After 2060, once climate actions may have significantly bent the global warming curve and air pollution has largely been phased out, avoided heat-related deaths could become the biggest value associated with curbing climate change. The study does not directly incorporate the benefits from lessened extreme weather disasters other than heat deaths but uses the “social cost of carbon” to estimate that avoided climate damages amount to $300 billion per year in 2050 and $1.4 trillion per year in 2100.

The authors conclude:

“We find that the climate benefits (i.e. associated with heat) alone are less than mitigation costs over the next two decades, reaching parity with mitigation costs around 2040–2055. In the longer term, those benefits clearly outweigh costs, in line with much documentation that the costs of inaction would eventually be higher than the costs of action.”

In short, preserving a stable, livable climate for future generations should provide sufficient economic and moral justification for climate solutions today. But in the near-term, climate solutions will also result in immediate benefits from cleaner air, better health, and longer lives, valued by Americans at $700 billion dollars per year.

International ramifications

The case for phasing out fossil fuels is even more compelling in countries like China and India where air pollution is a more severe problem than in the U.S. Another new study published in Nature Scientific Reports found that meeting the Paris targets could prevent 4 million heat-related deaths globally over the rest of the century compared to a worst case global warming scenario, especially in hot (and often poorer) countries near the equator in Africa, the Middle East, and Southern Asia, including over 1 million saved lives in India alone.

But another new study published in Nature found that people in many developing countries will remain too poor for most of the century to take adaptive measures like buying air conditioning units or even having access to the electricity to power them. As study co-author Solomon Hsiang of UC Berkeley put it, “richer populations can protect themselves from the impacts of warming, but the global poor don’t have this luxury.” Only 5% of homes in India currently have air conditioning, for example. The Nature Scientific Reports study found that mortality resulting from extreme heat could be considerably worse in high-warming scenarios if poorer countries are unable to implement such adaptive measures.

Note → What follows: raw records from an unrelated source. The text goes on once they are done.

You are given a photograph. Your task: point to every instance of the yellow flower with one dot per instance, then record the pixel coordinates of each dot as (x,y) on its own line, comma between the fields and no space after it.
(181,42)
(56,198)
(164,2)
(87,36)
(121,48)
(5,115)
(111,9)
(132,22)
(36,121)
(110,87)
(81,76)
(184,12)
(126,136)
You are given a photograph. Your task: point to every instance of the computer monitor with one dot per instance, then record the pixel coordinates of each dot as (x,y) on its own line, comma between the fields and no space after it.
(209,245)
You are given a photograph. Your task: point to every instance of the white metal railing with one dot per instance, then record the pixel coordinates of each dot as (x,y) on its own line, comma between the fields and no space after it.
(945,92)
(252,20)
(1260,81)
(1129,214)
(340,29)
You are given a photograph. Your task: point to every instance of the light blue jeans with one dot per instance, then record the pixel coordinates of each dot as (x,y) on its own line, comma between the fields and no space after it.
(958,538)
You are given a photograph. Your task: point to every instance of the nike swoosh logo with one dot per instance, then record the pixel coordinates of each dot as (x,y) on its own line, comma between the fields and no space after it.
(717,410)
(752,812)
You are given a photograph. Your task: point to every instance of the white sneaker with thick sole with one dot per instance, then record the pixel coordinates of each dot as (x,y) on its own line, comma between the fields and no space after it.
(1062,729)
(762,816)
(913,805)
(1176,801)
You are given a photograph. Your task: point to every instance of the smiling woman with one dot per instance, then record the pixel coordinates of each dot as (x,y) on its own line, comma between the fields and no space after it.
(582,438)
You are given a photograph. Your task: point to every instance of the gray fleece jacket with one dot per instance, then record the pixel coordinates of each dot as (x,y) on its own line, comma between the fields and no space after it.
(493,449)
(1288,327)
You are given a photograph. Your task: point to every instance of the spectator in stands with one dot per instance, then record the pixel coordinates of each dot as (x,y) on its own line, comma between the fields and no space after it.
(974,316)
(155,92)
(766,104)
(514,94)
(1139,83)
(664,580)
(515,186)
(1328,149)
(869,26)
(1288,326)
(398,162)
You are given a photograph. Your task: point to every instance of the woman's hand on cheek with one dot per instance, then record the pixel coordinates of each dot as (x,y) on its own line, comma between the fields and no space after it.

To summarize: Clean energy investments more than pay for themselves over time; they yield tremendous long-term benefits via lessened extreme weather disasters and heat-related deaths, especially in more vulnerable developing countries; and the resulting clean air also yields valuable immediate benefits in the form of longer, healthier lives valued by Americans at close to a trillion dollars per year. Considering these analyses, it seems the case for investing in the deployment of clean technologies could hardly be more compelling.